День стоял такой же хмурый, как и вчера. Такая же хмарь серым брезентом застилала небо. И, как под плотным брезентом, было душно и тяжко, — куда только подевалась вчерашняя прохлада? Каракумы, что ты хочешь, хоть и ноябрь. Вдруг больничное окошко распахнулось, высунулась стриженая черная голова Абдулловича, и он приглушенно прошептал:
— Слышь, дай-ка закурить, кунак! Умираю без курева.
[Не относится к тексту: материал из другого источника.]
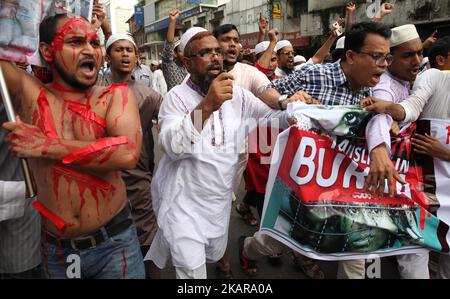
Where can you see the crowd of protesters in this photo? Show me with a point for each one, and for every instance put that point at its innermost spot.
(85, 124)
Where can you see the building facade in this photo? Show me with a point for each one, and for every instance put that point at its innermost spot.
(205, 13)
(306, 23)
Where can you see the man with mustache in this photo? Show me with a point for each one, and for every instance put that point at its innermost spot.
(121, 52)
(78, 137)
(345, 82)
(285, 54)
(202, 123)
(428, 100)
(394, 86)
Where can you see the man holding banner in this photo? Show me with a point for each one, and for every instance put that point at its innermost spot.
(345, 82)
(406, 47)
(430, 103)
(78, 137)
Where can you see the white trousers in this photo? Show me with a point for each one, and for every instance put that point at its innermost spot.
(410, 266)
(198, 273)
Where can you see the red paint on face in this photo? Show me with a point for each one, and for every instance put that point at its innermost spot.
(75, 26)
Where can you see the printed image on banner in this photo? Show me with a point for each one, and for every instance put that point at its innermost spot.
(19, 22)
(315, 201)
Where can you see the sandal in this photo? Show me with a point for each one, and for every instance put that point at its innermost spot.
(308, 266)
(248, 266)
(246, 214)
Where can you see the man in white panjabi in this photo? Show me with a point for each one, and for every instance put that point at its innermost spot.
(201, 125)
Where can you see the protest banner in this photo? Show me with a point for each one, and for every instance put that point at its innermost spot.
(315, 201)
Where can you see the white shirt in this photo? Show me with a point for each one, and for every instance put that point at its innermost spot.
(159, 83)
(430, 97)
(191, 190)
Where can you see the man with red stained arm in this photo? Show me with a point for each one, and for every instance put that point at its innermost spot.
(77, 137)
(121, 52)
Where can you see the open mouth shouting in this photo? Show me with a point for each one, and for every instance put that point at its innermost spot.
(232, 54)
(88, 67)
(214, 70)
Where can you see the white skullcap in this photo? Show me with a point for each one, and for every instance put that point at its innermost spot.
(176, 44)
(261, 47)
(425, 60)
(299, 58)
(188, 35)
(281, 44)
(119, 36)
(403, 34)
(340, 44)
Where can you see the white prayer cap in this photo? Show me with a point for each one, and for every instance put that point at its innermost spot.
(119, 36)
(425, 60)
(281, 44)
(340, 44)
(261, 47)
(177, 43)
(299, 58)
(403, 34)
(188, 35)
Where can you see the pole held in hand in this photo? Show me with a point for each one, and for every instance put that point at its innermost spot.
(29, 182)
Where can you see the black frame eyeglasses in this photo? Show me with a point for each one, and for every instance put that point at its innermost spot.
(379, 58)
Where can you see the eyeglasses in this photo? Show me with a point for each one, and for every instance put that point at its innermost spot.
(379, 58)
(209, 53)
(288, 53)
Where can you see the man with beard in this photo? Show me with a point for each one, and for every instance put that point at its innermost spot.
(285, 54)
(394, 86)
(429, 100)
(78, 137)
(202, 123)
(121, 52)
(247, 77)
(345, 82)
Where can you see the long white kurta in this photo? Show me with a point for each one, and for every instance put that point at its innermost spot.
(192, 188)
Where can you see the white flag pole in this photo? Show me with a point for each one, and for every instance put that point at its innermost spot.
(30, 186)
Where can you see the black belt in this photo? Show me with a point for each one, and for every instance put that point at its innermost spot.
(118, 224)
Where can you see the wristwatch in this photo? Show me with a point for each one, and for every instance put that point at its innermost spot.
(281, 100)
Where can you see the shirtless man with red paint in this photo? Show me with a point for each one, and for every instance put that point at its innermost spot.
(77, 137)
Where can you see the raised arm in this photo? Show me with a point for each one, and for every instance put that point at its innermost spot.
(324, 51)
(263, 25)
(351, 7)
(266, 57)
(386, 8)
(173, 16)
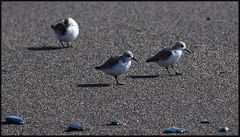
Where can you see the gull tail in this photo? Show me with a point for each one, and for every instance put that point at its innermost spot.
(98, 68)
(52, 26)
(150, 60)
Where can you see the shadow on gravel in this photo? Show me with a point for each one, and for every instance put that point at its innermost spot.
(46, 48)
(93, 85)
(8, 123)
(144, 76)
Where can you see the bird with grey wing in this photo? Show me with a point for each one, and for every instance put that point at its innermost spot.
(66, 31)
(169, 56)
(117, 65)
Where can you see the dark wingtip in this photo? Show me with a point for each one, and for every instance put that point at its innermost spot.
(97, 68)
(52, 26)
(148, 60)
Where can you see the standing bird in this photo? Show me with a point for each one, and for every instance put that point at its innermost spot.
(169, 56)
(66, 31)
(117, 65)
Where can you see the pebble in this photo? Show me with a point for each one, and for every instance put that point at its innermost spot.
(117, 122)
(208, 18)
(174, 130)
(223, 129)
(13, 119)
(205, 121)
(76, 127)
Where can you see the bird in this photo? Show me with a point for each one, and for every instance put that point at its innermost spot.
(117, 65)
(169, 56)
(66, 31)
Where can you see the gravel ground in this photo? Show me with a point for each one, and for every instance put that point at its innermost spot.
(52, 87)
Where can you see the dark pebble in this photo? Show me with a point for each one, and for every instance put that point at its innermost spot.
(13, 119)
(140, 29)
(205, 121)
(76, 127)
(174, 130)
(208, 18)
(117, 122)
(223, 129)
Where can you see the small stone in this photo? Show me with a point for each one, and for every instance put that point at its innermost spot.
(208, 18)
(139, 29)
(117, 122)
(76, 127)
(205, 121)
(223, 129)
(13, 119)
(174, 130)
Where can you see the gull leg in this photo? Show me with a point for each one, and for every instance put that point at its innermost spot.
(62, 44)
(168, 71)
(68, 45)
(177, 73)
(117, 81)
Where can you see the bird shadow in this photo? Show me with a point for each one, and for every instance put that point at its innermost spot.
(150, 76)
(94, 85)
(8, 123)
(45, 48)
(143, 76)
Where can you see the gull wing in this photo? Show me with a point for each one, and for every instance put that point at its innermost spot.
(59, 28)
(109, 63)
(161, 55)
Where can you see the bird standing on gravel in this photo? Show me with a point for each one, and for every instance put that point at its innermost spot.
(169, 56)
(117, 65)
(66, 31)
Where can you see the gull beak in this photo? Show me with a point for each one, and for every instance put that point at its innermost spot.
(134, 59)
(188, 51)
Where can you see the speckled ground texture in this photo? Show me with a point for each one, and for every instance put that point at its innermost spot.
(52, 87)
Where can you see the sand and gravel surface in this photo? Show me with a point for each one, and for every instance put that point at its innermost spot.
(51, 87)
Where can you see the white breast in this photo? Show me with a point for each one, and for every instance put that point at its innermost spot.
(119, 68)
(71, 34)
(172, 59)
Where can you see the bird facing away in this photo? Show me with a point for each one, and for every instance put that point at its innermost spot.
(169, 56)
(66, 31)
(117, 65)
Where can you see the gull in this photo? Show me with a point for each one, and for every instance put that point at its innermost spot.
(117, 65)
(66, 31)
(169, 56)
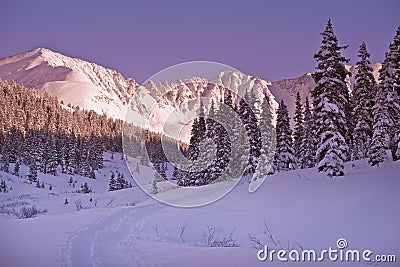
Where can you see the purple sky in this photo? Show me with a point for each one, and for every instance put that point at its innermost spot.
(270, 39)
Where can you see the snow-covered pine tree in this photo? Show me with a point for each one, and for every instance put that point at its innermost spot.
(307, 149)
(284, 154)
(16, 167)
(112, 185)
(268, 140)
(379, 148)
(394, 69)
(32, 175)
(298, 133)
(249, 119)
(362, 103)
(385, 112)
(330, 97)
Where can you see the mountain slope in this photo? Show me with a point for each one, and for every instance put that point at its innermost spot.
(91, 86)
(287, 89)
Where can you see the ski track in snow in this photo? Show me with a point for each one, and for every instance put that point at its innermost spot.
(111, 240)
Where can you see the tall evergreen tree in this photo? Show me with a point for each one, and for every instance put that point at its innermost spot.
(307, 148)
(362, 99)
(284, 154)
(385, 112)
(330, 97)
(268, 139)
(249, 119)
(112, 186)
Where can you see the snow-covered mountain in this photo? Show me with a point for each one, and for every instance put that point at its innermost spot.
(287, 89)
(73, 80)
(91, 86)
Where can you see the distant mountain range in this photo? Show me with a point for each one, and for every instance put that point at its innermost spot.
(93, 87)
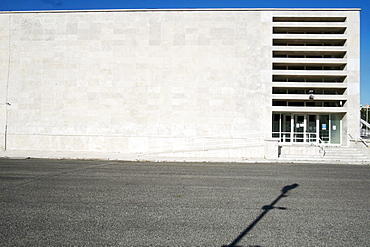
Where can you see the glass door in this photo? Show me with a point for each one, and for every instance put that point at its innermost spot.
(324, 128)
(311, 135)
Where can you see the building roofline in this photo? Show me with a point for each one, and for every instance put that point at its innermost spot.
(180, 9)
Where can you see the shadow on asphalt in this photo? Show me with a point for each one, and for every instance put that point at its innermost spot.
(266, 209)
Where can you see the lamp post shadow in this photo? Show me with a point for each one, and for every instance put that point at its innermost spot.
(266, 209)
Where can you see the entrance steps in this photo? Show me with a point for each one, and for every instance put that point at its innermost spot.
(345, 155)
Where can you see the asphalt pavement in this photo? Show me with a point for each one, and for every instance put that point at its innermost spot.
(115, 203)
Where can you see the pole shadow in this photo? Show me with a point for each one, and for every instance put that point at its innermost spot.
(266, 209)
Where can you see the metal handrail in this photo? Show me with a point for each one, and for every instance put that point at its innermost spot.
(204, 143)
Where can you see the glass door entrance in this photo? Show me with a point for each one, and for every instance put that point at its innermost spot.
(307, 128)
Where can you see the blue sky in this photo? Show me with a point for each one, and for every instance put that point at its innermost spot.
(6, 5)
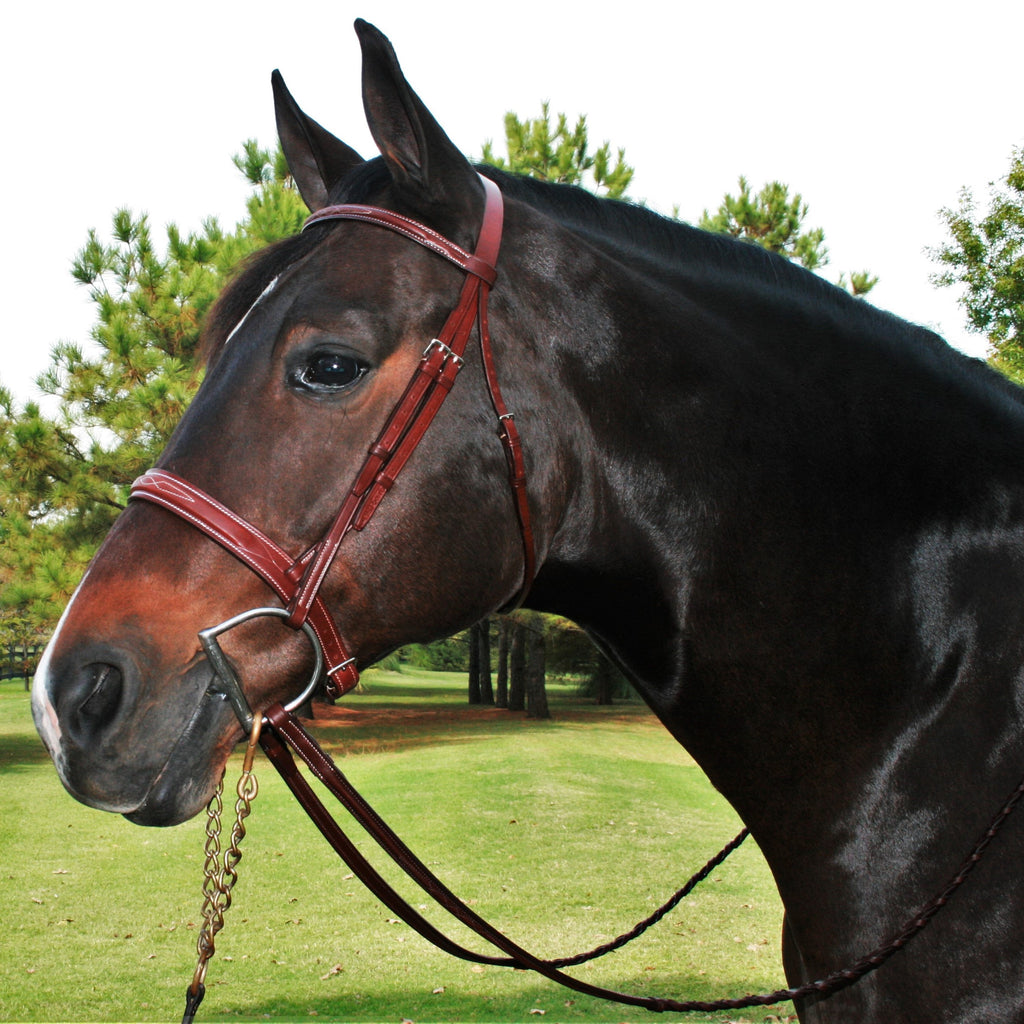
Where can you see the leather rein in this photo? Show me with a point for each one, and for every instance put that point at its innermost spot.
(297, 584)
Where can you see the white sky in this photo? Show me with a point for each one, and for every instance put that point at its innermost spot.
(878, 113)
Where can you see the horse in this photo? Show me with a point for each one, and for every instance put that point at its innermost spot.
(794, 520)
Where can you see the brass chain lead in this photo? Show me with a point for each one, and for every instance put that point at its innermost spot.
(220, 872)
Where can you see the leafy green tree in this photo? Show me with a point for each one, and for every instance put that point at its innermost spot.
(537, 148)
(774, 220)
(985, 258)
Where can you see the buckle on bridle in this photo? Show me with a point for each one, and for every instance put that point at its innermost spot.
(449, 353)
(226, 684)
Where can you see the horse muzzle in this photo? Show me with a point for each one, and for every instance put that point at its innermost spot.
(115, 750)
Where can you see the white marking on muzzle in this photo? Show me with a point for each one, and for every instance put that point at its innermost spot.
(262, 295)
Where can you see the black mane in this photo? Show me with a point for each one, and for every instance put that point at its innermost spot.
(720, 270)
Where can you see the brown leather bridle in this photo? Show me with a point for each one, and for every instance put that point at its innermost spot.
(297, 581)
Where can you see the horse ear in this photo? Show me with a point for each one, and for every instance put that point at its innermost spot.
(425, 165)
(317, 160)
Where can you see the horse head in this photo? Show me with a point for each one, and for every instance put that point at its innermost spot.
(308, 350)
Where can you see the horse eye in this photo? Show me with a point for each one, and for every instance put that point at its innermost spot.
(330, 372)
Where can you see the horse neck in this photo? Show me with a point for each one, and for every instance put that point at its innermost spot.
(778, 526)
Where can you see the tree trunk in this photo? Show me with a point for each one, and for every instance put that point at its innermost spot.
(502, 683)
(603, 680)
(517, 667)
(537, 694)
(474, 664)
(486, 692)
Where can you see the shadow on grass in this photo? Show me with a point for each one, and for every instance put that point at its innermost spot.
(522, 999)
(18, 753)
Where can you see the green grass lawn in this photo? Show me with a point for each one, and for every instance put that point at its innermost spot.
(563, 833)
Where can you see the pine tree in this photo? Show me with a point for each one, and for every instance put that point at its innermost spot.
(66, 475)
(561, 155)
(774, 220)
(985, 258)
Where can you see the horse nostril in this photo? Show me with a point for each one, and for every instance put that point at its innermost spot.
(102, 686)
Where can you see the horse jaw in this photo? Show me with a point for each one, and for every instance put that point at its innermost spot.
(104, 774)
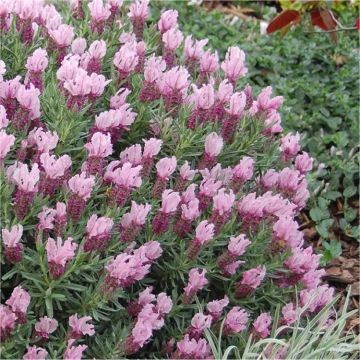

Я чуть было не заорал: «Что? Кунак? Ишака возьми себе в кунаки, коз-зел!» — но сдержался: у Абдулловича был такой потерянный вид и так заискивающе он ощупывал меня своими разноцветными глазами, гадая, верно, знаю правду или нет? — что у меня дрогнуло сердце и я протянул ему две оставшиеся мятые сигареты. Стараясь не выдать себя, не показать ненароком, что все знаю, спросил:
— Как рука? Болит?
— Да еще побаливает, — поспешно поморщился Абдуллович, осторожно поглаживая руку. — Но все хорошо. Доктор-поктор знающий попался, в районе лучший врач. Скоро выпишут. Сейчас медицина сильная! — вдохновенно врал «впечатлительный» Перегнатий, бегая разноцветными глазами и краснея. Я вспомнил: чем хуже о людях судишь, тем правее будешь, и опустил взгляд, сделал вид, что ничего не заметил — ни фальши, ни стыда. Попрощавшись, поспешно ушел. Отойдя немного, обернулся. Мой кунак задумчиво курил, виновато пуская дым в открытое окно. Я махнул ему рукой — пусть не будет у него тяжести на душе. Как-никак, мы теперь не чужие…
До общаги добрался на попутках только к обеду. В комнате был сосед, рыжий Игорь Чайболсон, ненавидевший даже само слово «рыжий».
— Тут эта ры… новая повариха тебя спрашивала. Заходит, задом так это дрыг-дрыг. Увидела твои штаны — они колом стояли, — хвать их и так это быстро-быстро, как будто я их отнять хочу: мол, облила и жаждет постирать. Да, парень, ну ты даешь. Уже и штаны стирают.
— Дурак и не лечишься, — огрызнулся я, раздеваясь. — Передай бригадиру, что буду отсыпаться, потом все объясню. А Иру увидишь — ее, эту «ры-новую повариху» Ирой зовут, — так вот, увидишь, извинись. Скажи: извините-простите, простите-извините, я о вас гадости говорил, да за глаза притом.
— Как же, как же. Скажу: пардон, мерси, мадам…
— Мадемуазель, неуч!
— Да ладно — заливать. На «мадамов» у меня глаз наметанный…
Игорь еще что-то болтал, но я его уже не слушал. Мне снился прозрачный, розово-голубой счастливый сон… Я спал и не знал, что «Аполлон» уже пригнан своим ходом, — достаточно было проволокой прикрутить штангу «газа» к карбюраторному рычажку, которая ночью оторвалась, — и что через восемь дней эта девушка со странной для ее светлых волос фамилией Акопян станет первой моей женщиной. Ничего этого я не знал — я спал.
Ау, Ира, где ты, — первая моя «учительница»?
…Вот такой там тогда был конец. Помнится, кто-то говорил, что он запросто просчитывается. Может, и так. Но держу пари, нынешний конец вряд ли просчитаете. Даже если вам известна богемная легенда о Пикассо и его ученике. Это когда великий постимпрессионист, для которого творить желаемое было единственным на свете законом, подошел к своему ученику и посмотрел его картину. Наивно и жутко, отметил про себя. Наивно, как жизнь, и жутко, как смерть. Да, картина была недурна: пустынный пейзаж прямо-таки излучал невыносимый зной, он просто дышал смертью.